Application of a wound dressing to a cut or surgical incision is performed to prevent infection and avoid further injury during the healing process. Wound dressings can help reduce pain, control bleeding, immobilize an injured part, protect the wound and neighboring tissue from germs or further injury, as well as support a moist environment for wound healing.

Some of the common dressings for wounds include:

  • Low adherent dressings: Used for patients with sensitive skin as they are designed to prevent adherence of the dressing to the wound
  • Semipermeable films: Particularly useful for wounds that are in difficult locations such as joints
  • Hydrocolloids: Helps reduce wound pain and allows you to continue your normal day-to-day activities such as taking baths without any risk of infection
  • Hydrogels: Used for necrotic wounds (contain dead tissue)
  • Alginates: Used for highly exuding wounds
  • Foam dressings: Can absorb significant quantities of exudate
  • Antimicrobial dressings: Useful for either colonized or infected wounds

An ideal dressing should be sterile, nontoxic, non-allergenic and provide mechanical support, bacterial protection, a moist environment and allow exchange of fluids and gases.

To dress a laceration, your wound will first be cleaned to remove contamination.
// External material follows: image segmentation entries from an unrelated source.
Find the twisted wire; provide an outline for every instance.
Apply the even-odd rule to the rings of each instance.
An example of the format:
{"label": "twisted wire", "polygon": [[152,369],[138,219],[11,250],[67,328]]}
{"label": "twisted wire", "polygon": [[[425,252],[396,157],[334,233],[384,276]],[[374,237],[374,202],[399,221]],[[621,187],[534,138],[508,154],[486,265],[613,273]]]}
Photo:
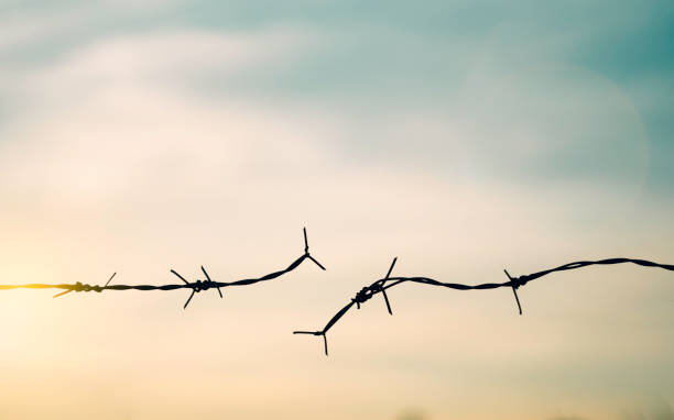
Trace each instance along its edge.
{"label": "twisted wire", "polygon": [[522,306],[520,305],[518,289],[526,285],[530,281],[533,281],[535,279],[539,279],[543,276],[546,276],[555,272],[577,269],[577,268],[587,267],[590,265],[611,265],[611,264],[623,264],[623,263],[632,263],[632,264],[637,264],[637,265],[644,266],[644,267],[663,268],[670,272],[674,272],[674,265],[671,265],[671,264],[659,264],[659,263],[654,263],[651,261],[634,259],[634,258],[607,258],[607,259],[599,259],[599,261],[579,261],[579,262],[568,263],[568,264],[561,265],[558,267],[555,267],[555,268],[544,269],[542,272],[526,274],[526,275],[522,275],[519,277],[512,277],[508,273],[508,270],[504,269],[503,272],[508,276],[508,281],[483,283],[479,285],[464,285],[459,283],[443,283],[443,281],[438,281],[438,280],[435,280],[428,277],[391,277],[391,272],[393,270],[393,267],[395,266],[396,261],[398,261],[398,257],[393,258],[393,262],[391,263],[391,267],[389,268],[389,272],[387,273],[385,277],[380,278],[376,280],[374,283],[372,283],[371,285],[366,286],[362,289],[360,289],[356,294],[356,296],[351,298],[349,303],[347,303],[344,308],[337,311],[337,313],[335,313],[333,318],[330,318],[330,320],[325,324],[323,330],[293,331],[293,334],[308,334],[308,335],[323,336],[325,355],[327,356],[328,355],[328,346],[327,346],[327,338],[326,338],[327,332],[333,328],[333,325],[335,325],[335,323],[337,323],[337,321],[341,319],[341,317],[344,317],[354,307],[354,305],[356,305],[357,309],[360,309],[360,306],[362,303],[367,302],[376,295],[382,294],[384,298],[384,302],[387,305],[387,309],[389,311],[389,314],[393,314],[393,311],[391,310],[391,303],[389,301],[389,297],[387,296],[387,289],[390,289],[391,287],[398,286],[406,281],[418,283],[418,284],[430,285],[430,286],[446,287],[446,288],[455,289],[455,290],[488,290],[488,289],[498,289],[500,287],[510,287],[512,288],[512,292],[514,294],[515,302],[518,305],[518,310],[521,316]]}
{"label": "twisted wire", "polygon": [[89,285],[89,284],[83,284],[80,281],[77,281],[75,284],[61,284],[61,285],[45,285],[45,284],[36,284],[36,283],[32,283],[32,284],[25,284],[25,285],[0,285],[0,290],[9,290],[9,289],[63,289],[65,291],[62,291],[57,295],[54,295],[55,298],[59,297],[59,296],[64,296],[66,294],[69,294],[72,291],[76,291],[76,292],[88,292],[88,291],[96,291],[96,292],[102,292],[106,290],[141,290],[141,291],[153,291],[153,290],[164,290],[164,291],[168,291],[168,290],[177,290],[177,289],[192,289],[192,294],[189,294],[189,297],[187,298],[187,301],[185,301],[185,305],[183,306],[183,309],[187,308],[187,305],[189,305],[189,302],[192,301],[192,298],[194,297],[195,294],[198,294],[199,291],[204,291],[204,290],[208,290],[211,288],[215,288],[218,290],[218,294],[220,295],[220,298],[222,298],[222,291],[221,288],[224,287],[232,287],[232,286],[248,286],[248,285],[253,285],[256,283],[260,283],[260,281],[269,281],[272,280],[276,277],[280,277],[286,273],[292,272],[293,269],[297,268],[305,259],[309,259],[313,263],[315,263],[320,269],[325,270],[325,267],[316,259],[314,258],[309,252],[308,252],[308,241],[306,239],[306,228],[303,229],[304,232],[304,254],[302,254],[298,258],[296,258],[295,261],[293,261],[287,267],[278,270],[278,272],[273,272],[270,274],[267,274],[262,277],[258,277],[258,278],[244,278],[241,280],[236,280],[236,281],[230,281],[230,283],[225,283],[225,281],[213,281],[210,279],[210,276],[208,275],[208,273],[206,272],[206,269],[204,268],[204,266],[202,266],[202,272],[204,273],[205,276],[205,280],[196,280],[196,281],[187,281],[183,276],[181,276],[177,272],[175,272],[174,269],[171,269],[171,273],[173,275],[175,275],[176,277],[178,277],[181,280],[183,280],[183,284],[171,284],[171,285],[110,285],[110,281],[112,280],[112,278],[115,277],[115,274],[112,274],[112,276],[108,279],[108,281],[104,285],[104,286],[99,286],[99,285]]}

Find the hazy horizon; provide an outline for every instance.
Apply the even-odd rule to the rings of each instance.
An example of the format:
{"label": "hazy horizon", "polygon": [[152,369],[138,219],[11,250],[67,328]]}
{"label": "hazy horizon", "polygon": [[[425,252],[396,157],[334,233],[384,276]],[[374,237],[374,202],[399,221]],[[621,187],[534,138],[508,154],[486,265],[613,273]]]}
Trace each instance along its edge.
{"label": "hazy horizon", "polygon": [[674,3],[6,1],[0,419],[674,419]]}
An antiseptic ointment may be applied to fight infection and a dressing is applied over the wound. In case of a surgical procedure, the incision is sutured closed and a suitable dressing is then applied.

Management of the dressing is a crucial stage in healing. Once the wound is dressed, it has to be monitored for efficient healing and vigilantly protected from infection. Depending on the type of wound and dressing applied, your doctor will give you specific instructions on wound care. You will be instructed to keep the dressing clean and dry. You may be told not to wet the dressing in the shower for a few days. Timely changing of the dressing is recommended either at home or clinic to promote good wound healing. Follow the instructions from your provider for the best outcome.